The government has acted in defiance to the Fiscal Responsibility Act, in effect with impunity. A case in point is the exceeding of the borrowing threshold. The country said never again to the incurring of unsustainable debt no sooner than it wriggled out of the grip of suffocating debt in 2006 which was sought to free a lot of resources to drive the economic programme of the government of the day. However, debts have continued to proliferate like stubborn weeds since the Paris club debt relief.

As at March 2021, the nation’s debt stood at 33.1 trillion naira according to the Debt Management Office (DMO) with many pundits talking of a much higher figure. The World Bank in 2010 revealed through a published study that a 77percent debt- to- GDP ratio was the tipping point for developing economies and 64percent for emerging market. So, the managers of our economy have continued to make so much song and dance of our debt- to -GDP ratio described as moderate at about 35 percent forgetting the frightening state of our debt- to -revenue ratio.

Our obligation to servicing the loans seem to be lost on those who place premium on political considerations in approving more loans. The 2021 budget implementation report revealed spending of 1.8 trillion naira in debt servicing in First five months of the year representing about 98 percent of total revenue recorded in the same period. Instructively, between January and May 2021 the total revenue was 1.84 trillion.

Already, we have spent about 13.465 trillion naira between 2016 and 2021 in servicing our loan. Now, about 14.6 trillion is expected to be expended for same purpose for three years having been approbated by the National Assembly under the 2022-2024 medium term expenditure framework of the government.

This means that staggering resources will be unavailable to tackling major challenges like poverty, unemployment, infrastructural deficit etc. Remember we having been borrowing to settle salaries, overhead and capital expenditure. Truth is, we can’t keep borrowing in anticipation of another debt forgiveness.

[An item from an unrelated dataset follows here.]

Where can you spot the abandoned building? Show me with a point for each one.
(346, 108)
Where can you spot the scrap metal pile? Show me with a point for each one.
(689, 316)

We need to wake up from this reverie and act fast. We need to sink politics and say it the way it is, that our borrowings are unsustainable. The cost of these borrowings far outweighs the benefit of the loans. It is not only about the growing debt burden; the external reserve has considerably dipped.

Ostensibly, the vulnerabilities of the economy to external shook which is known to us underpins the accretion of these debts. Oil revenue makes up about 60 percent of our total revenue and 90 percent of source of foreign exchange. We are now haunted by our reluctance to curb profligacy, cut the size and cost of governance, diversify and improve on revenue generation and plug leakages.